Newsgroups: news.software.b
Path: utzoo!henry
From: henry@utzoo.uucp (Henry Spencer)
Subject: Re: Lots of dups
Message-ID: <1989Oct26.164042.4692@utzoo.uucp>
Organization: U of Toronto Zoology
References: <1989Oct25.164024.14894@ctr.columbia.edu> <1989Oct25.205129.16397@brutus.cs.uiuc.edu>
Date: Thu, 26 Oct 89 16:40:42 GMT

In article <1989Oct25.205129.16397@brutus.cs.uiuc.edu> coolidge@cs.uiuc.edu writes:
>>I run a Cnews machine with a few high-speed (NNTP) feeds.  My problem is that
>>two of them have excessive (> 80%) duplication.
>
>The problem is that with REALLY fast feeds, even processing articles
>once a minute is not fast enough. The problem lies in nntpd accepting
>multiple copies because the queue hasn't been run yet...

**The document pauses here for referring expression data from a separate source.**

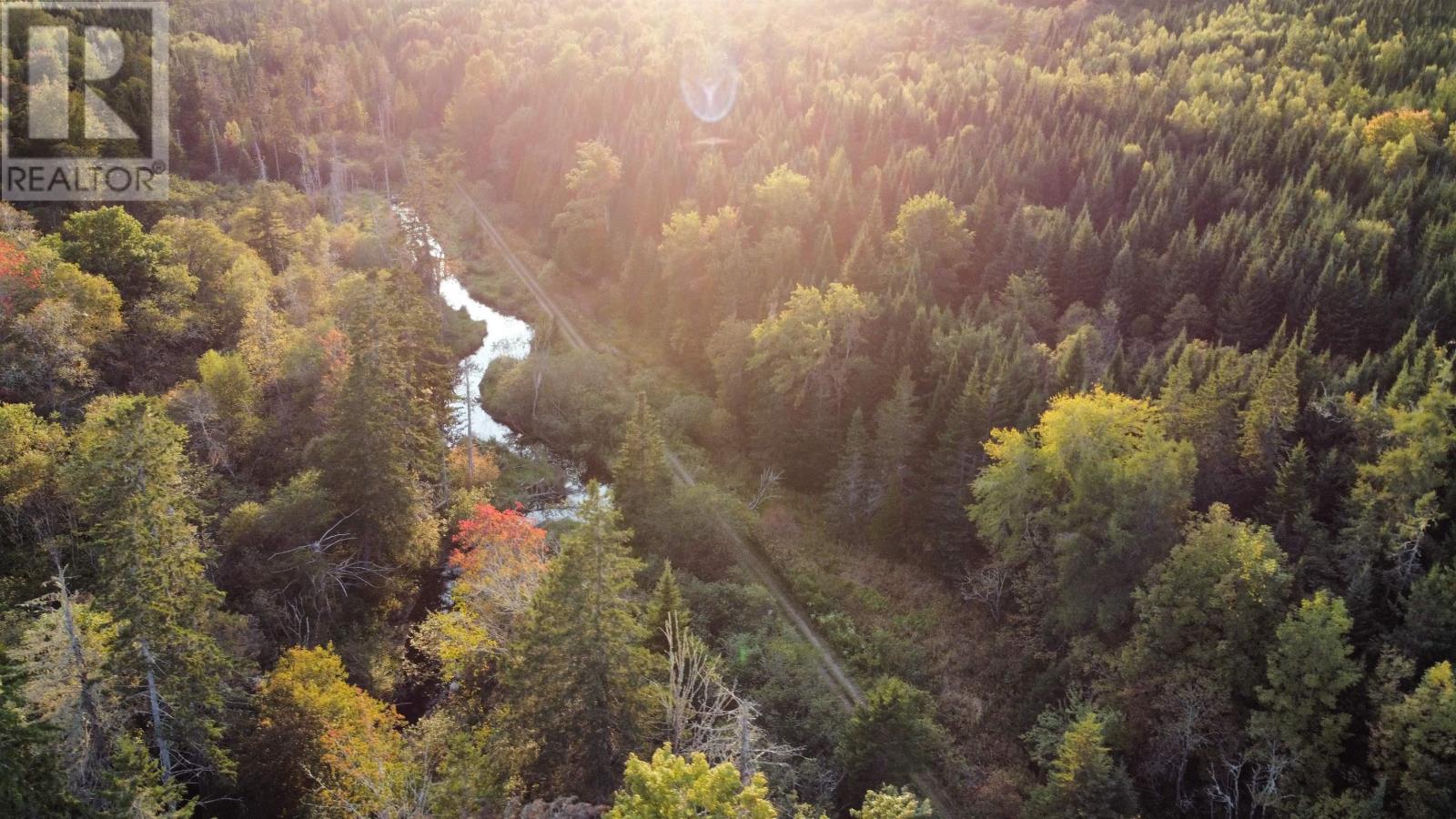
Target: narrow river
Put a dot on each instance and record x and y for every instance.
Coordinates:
(504, 337)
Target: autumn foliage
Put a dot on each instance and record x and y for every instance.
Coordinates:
(499, 561)
(19, 278)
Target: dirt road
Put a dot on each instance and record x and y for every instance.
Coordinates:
(756, 562)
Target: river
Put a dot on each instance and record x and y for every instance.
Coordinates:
(506, 336)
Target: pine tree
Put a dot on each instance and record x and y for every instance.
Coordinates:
(575, 685)
(855, 490)
(958, 457)
(666, 610)
(31, 782)
(127, 479)
(1416, 746)
(1270, 416)
(642, 479)
(1309, 671)
(673, 787)
(895, 452)
(1084, 782)
(1431, 617)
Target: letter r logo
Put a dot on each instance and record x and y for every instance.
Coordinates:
(50, 84)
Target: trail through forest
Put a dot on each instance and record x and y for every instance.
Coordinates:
(832, 668)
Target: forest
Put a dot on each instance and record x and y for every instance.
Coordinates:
(958, 409)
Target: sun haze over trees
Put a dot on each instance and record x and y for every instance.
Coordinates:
(999, 409)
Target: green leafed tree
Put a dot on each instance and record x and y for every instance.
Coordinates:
(673, 787)
(1096, 491)
(666, 610)
(324, 746)
(31, 782)
(128, 481)
(890, 738)
(641, 472)
(575, 687)
(1084, 782)
(1310, 668)
(892, 802)
(1416, 746)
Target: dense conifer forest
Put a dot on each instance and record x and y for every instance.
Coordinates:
(963, 409)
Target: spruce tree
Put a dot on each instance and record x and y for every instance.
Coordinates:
(641, 472)
(31, 782)
(666, 608)
(1085, 780)
(1309, 672)
(854, 489)
(575, 687)
(128, 481)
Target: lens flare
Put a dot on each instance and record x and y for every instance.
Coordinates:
(710, 85)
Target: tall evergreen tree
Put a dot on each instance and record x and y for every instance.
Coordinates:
(1085, 782)
(575, 685)
(1309, 672)
(666, 608)
(128, 481)
(855, 489)
(641, 472)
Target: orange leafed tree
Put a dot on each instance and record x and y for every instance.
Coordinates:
(499, 561)
(19, 278)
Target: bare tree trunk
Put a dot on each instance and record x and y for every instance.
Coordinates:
(89, 714)
(258, 157)
(217, 155)
(164, 749)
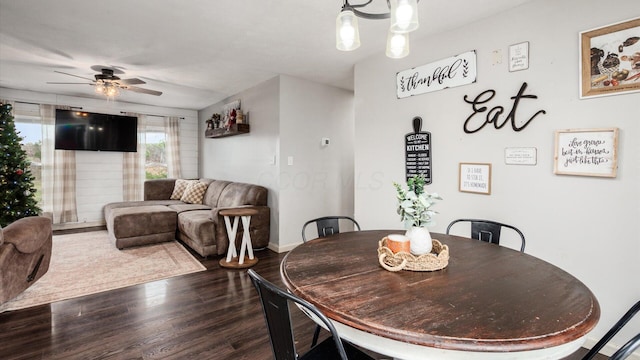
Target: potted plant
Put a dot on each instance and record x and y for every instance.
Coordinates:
(414, 207)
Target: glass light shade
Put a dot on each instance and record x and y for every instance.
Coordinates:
(111, 90)
(404, 16)
(99, 87)
(397, 45)
(347, 34)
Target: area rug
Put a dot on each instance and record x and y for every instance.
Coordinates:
(89, 263)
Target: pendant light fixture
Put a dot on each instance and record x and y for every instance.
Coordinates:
(404, 19)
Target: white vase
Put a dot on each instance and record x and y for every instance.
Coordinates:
(420, 240)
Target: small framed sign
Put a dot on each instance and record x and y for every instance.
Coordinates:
(417, 146)
(586, 152)
(475, 178)
(520, 156)
(519, 56)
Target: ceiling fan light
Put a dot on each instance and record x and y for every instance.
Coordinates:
(347, 34)
(112, 90)
(397, 45)
(404, 16)
(100, 87)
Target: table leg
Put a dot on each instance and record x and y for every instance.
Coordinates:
(246, 240)
(232, 230)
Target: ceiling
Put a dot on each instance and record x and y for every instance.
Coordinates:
(197, 52)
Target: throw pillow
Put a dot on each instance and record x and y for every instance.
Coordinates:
(194, 193)
(179, 188)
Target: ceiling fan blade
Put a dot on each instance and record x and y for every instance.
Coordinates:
(81, 77)
(132, 81)
(58, 83)
(142, 91)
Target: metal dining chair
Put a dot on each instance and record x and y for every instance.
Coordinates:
(487, 230)
(275, 305)
(628, 348)
(327, 225)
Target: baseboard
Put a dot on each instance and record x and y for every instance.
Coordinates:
(608, 349)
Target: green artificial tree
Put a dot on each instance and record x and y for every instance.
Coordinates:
(17, 192)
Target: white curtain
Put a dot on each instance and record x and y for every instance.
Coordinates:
(172, 131)
(133, 174)
(58, 173)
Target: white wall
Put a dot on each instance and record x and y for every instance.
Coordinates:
(288, 118)
(585, 225)
(248, 158)
(99, 174)
(320, 180)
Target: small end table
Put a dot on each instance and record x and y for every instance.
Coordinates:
(233, 260)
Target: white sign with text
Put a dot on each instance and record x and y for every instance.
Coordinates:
(451, 72)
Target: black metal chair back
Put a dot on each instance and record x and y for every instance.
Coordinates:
(275, 305)
(328, 225)
(628, 348)
(488, 230)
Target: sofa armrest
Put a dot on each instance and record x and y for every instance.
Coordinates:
(28, 234)
(159, 189)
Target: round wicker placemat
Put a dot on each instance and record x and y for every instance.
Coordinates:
(437, 259)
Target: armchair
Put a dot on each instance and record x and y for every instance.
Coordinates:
(25, 253)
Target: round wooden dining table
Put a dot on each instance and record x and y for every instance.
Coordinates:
(490, 302)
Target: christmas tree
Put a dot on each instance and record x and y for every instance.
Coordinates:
(17, 192)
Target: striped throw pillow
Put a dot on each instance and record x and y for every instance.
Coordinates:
(179, 188)
(194, 193)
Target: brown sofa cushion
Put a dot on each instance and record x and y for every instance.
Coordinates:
(30, 235)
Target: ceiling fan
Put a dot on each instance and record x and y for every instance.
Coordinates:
(108, 84)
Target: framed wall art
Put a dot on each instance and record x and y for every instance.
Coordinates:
(586, 152)
(475, 178)
(610, 59)
(519, 56)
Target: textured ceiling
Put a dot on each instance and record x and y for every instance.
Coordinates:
(197, 52)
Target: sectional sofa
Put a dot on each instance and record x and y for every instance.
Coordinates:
(188, 210)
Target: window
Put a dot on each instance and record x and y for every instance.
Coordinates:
(155, 147)
(30, 129)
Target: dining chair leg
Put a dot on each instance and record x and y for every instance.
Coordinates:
(316, 333)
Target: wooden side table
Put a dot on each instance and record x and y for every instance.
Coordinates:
(233, 260)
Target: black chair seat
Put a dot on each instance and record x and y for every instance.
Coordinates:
(627, 349)
(275, 305)
(488, 230)
(327, 350)
(327, 225)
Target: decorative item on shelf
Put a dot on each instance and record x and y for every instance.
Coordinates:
(437, 259)
(414, 207)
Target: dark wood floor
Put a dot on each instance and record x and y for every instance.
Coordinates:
(214, 314)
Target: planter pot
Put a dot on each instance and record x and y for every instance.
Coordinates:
(420, 240)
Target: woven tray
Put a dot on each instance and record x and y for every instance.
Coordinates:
(437, 259)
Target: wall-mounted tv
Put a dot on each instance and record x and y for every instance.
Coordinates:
(81, 130)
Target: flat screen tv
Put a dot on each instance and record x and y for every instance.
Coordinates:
(81, 130)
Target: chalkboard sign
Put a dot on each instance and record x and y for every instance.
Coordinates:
(417, 147)
(587, 152)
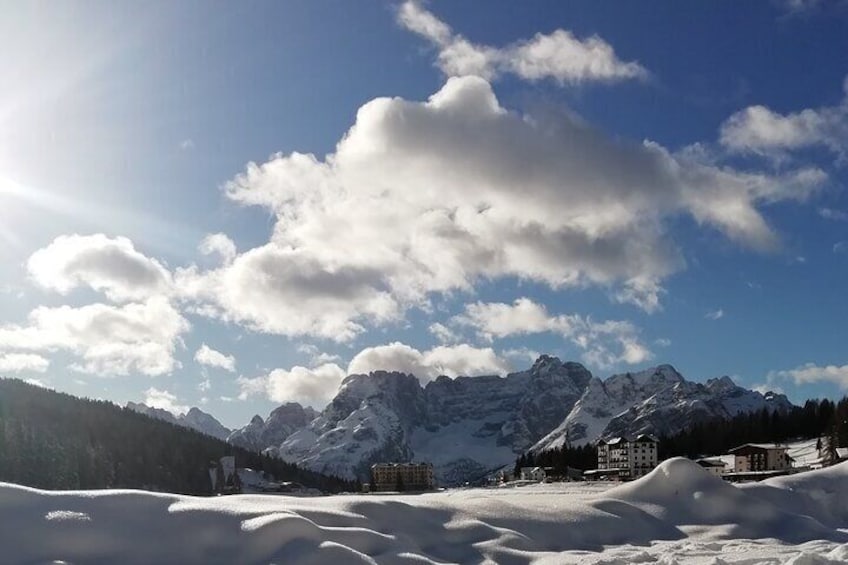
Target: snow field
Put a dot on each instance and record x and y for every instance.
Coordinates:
(676, 514)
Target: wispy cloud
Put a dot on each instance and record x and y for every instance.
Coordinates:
(714, 314)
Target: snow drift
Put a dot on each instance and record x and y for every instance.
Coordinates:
(678, 511)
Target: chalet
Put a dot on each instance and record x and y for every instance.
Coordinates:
(622, 458)
(401, 476)
(713, 465)
(758, 457)
(537, 474)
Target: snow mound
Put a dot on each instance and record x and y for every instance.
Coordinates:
(677, 513)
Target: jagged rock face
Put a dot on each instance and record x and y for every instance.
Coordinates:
(468, 426)
(281, 423)
(195, 419)
(370, 420)
(657, 401)
(738, 400)
(464, 426)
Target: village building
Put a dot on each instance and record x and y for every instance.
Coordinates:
(401, 476)
(537, 474)
(760, 457)
(713, 465)
(622, 458)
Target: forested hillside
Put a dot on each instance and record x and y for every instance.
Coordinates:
(56, 441)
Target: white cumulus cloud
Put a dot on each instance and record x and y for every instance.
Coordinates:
(559, 55)
(714, 314)
(430, 197)
(759, 129)
(604, 344)
(23, 362)
(453, 361)
(218, 244)
(164, 400)
(205, 355)
(314, 386)
(109, 265)
(108, 340)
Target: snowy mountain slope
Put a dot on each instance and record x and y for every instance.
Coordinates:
(281, 423)
(468, 426)
(658, 401)
(604, 400)
(370, 419)
(465, 426)
(676, 514)
(195, 419)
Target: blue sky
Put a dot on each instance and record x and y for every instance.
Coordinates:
(232, 206)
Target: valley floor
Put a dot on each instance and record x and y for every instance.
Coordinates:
(676, 514)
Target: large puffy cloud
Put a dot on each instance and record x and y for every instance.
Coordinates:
(23, 362)
(454, 360)
(283, 290)
(761, 130)
(205, 355)
(604, 344)
(423, 198)
(559, 55)
(109, 340)
(109, 265)
(309, 386)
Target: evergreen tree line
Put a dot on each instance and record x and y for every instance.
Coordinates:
(817, 418)
(52, 440)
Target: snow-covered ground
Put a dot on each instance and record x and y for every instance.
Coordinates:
(676, 514)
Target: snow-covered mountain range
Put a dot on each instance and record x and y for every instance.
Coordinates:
(467, 426)
(280, 424)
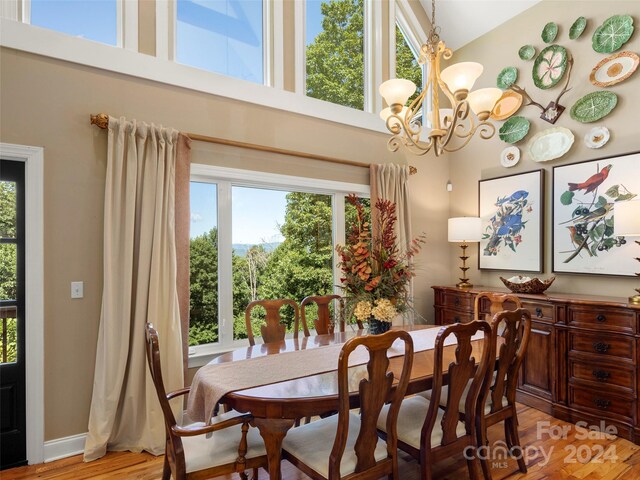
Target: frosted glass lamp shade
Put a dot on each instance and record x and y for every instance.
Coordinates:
(483, 100)
(397, 91)
(461, 76)
(465, 229)
(626, 219)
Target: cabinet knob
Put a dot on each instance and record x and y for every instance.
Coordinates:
(602, 403)
(601, 375)
(601, 347)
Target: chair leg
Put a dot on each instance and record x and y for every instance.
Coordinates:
(511, 425)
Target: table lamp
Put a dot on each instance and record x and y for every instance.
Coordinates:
(626, 223)
(463, 230)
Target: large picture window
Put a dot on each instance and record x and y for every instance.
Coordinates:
(255, 240)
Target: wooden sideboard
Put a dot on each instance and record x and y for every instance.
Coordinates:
(582, 360)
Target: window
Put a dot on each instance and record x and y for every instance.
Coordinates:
(92, 19)
(257, 239)
(222, 36)
(335, 51)
(407, 65)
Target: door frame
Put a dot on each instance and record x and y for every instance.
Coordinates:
(34, 292)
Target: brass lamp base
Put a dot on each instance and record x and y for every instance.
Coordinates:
(464, 281)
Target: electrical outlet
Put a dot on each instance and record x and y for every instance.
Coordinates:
(77, 289)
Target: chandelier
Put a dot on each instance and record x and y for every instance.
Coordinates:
(451, 128)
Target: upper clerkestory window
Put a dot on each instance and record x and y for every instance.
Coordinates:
(222, 36)
(95, 20)
(335, 51)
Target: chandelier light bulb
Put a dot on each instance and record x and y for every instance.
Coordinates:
(483, 100)
(460, 77)
(396, 92)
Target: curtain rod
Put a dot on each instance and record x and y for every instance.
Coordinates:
(101, 120)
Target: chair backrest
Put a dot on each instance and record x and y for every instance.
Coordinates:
(273, 330)
(497, 303)
(153, 359)
(460, 370)
(375, 391)
(323, 323)
(515, 328)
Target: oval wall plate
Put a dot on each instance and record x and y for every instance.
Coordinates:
(597, 137)
(550, 144)
(614, 69)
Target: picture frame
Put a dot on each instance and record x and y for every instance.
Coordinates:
(584, 196)
(511, 209)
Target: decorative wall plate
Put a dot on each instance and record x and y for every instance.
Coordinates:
(614, 69)
(597, 137)
(612, 34)
(527, 52)
(507, 77)
(508, 104)
(549, 66)
(549, 32)
(510, 156)
(594, 106)
(550, 144)
(514, 129)
(577, 28)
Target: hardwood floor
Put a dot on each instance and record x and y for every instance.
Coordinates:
(565, 457)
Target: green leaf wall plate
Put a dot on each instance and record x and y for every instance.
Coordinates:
(577, 28)
(527, 52)
(549, 66)
(594, 106)
(514, 129)
(507, 77)
(612, 34)
(549, 32)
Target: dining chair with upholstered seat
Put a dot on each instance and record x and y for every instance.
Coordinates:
(273, 330)
(346, 445)
(226, 445)
(497, 304)
(430, 434)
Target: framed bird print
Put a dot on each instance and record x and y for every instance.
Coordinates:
(585, 196)
(511, 210)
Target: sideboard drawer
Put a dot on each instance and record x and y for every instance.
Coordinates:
(611, 320)
(602, 345)
(601, 401)
(618, 376)
(458, 301)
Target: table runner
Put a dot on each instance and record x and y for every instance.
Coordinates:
(213, 381)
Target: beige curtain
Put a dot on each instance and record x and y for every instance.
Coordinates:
(139, 286)
(391, 182)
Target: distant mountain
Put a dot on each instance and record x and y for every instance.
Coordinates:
(241, 249)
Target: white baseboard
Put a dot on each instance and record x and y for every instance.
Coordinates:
(64, 447)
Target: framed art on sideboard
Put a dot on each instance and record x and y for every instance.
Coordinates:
(585, 196)
(511, 209)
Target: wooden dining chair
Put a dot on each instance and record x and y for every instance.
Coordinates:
(430, 434)
(273, 330)
(231, 447)
(346, 445)
(497, 303)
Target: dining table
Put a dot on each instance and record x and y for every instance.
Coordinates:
(275, 406)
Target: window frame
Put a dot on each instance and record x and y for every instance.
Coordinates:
(226, 178)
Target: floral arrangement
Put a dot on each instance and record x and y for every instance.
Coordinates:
(376, 271)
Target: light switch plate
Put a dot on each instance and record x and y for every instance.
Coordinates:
(77, 289)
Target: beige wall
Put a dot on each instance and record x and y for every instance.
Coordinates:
(46, 102)
(499, 49)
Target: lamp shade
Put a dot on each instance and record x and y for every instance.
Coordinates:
(465, 229)
(484, 99)
(397, 91)
(461, 76)
(626, 220)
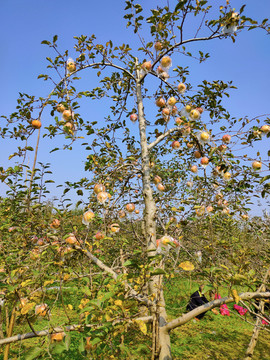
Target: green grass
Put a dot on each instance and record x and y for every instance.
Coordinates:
(213, 337)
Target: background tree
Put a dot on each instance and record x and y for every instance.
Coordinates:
(161, 181)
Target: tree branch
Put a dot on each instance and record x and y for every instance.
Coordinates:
(161, 137)
(210, 305)
(69, 328)
(134, 294)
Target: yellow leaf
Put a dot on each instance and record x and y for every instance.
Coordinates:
(108, 317)
(27, 307)
(235, 296)
(187, 266)
(118, 303)
(24, 283)
(142, 326)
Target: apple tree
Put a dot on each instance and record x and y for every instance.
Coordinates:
(162, 161)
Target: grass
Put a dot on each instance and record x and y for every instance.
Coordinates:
(214, 337)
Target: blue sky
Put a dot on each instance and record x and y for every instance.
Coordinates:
(26, 23)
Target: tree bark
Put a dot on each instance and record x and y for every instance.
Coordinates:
(161, 341)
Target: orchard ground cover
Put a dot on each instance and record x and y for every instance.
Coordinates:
(169, 200)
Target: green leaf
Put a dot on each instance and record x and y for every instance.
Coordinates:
(81, 347)
(45, 42)
(33, 353)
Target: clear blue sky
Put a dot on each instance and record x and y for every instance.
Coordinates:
(24, 24)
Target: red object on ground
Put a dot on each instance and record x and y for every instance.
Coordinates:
(242, 311)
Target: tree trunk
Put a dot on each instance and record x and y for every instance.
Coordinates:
(161, 341)
(256, 329)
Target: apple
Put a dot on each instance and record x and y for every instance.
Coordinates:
(204, 137)
(219, 196)
(102, 196)
(98, 188)
(176, 145)
(121, 214)
(226, 138)
(188, 108)
(130, 207)
(157, 179)
(160, 102)
(87, 217)
(200, 211)
(158, 46)
(55, 224)
(34, 254)
(57, 336)
(186, 130)
(204, 161)
(172, 101)
(222, 147)
(166, 62)
(265, 129)
(178, 121)
(71, 66)
(36, 124)
(146, 66)
(227, 176)
(181, 88)
(256, 165)
(60, 108)
(99, 236)
(197, 154)
(166, 112)
(133, 117)
(174, 110)
(67, 114)
(115, 228)
(71, 239)
(160, 187)
(194, 114)
(41, 310)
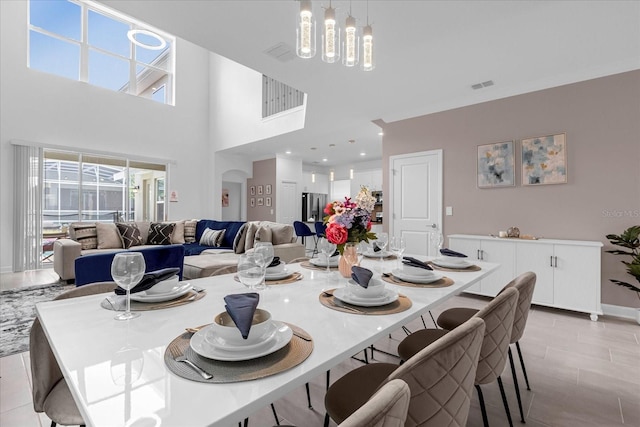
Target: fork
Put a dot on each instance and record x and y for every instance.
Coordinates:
(178, 357)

The fundamental problem, however, goes even deeper.  There are two inherently
conflicting desires:

1. Minimum processing latency, so that an article which has arrived is known
	as soon as possible, e.g. so that it need not be brought in again.
	This pushes you towards processing individual articles the instant
	they show up.

2. Minimum processing overhead, so that machine resources devoted to news
	are minimized.  One major way of doing this -- one of C News's
	biggest performance wins over B News -- is to amortize setup and
	teardown overhead over multiple articles.  This means delaying
	processing until several articles can be run as a batch.

There is NO WAY to satisfy both of these desires simultaneously.  All you
can do is strike some sort of compromise, depending on your own priorities.

In particular, if you have very fast feeds and optimize for minimum overhead,
you will inevitably receive lots of articles more than once, although C News
will throw away the duplicates quite efficiently.  (I don't really see that
there is cause for great alarm about efficiently-discarded duplicates.)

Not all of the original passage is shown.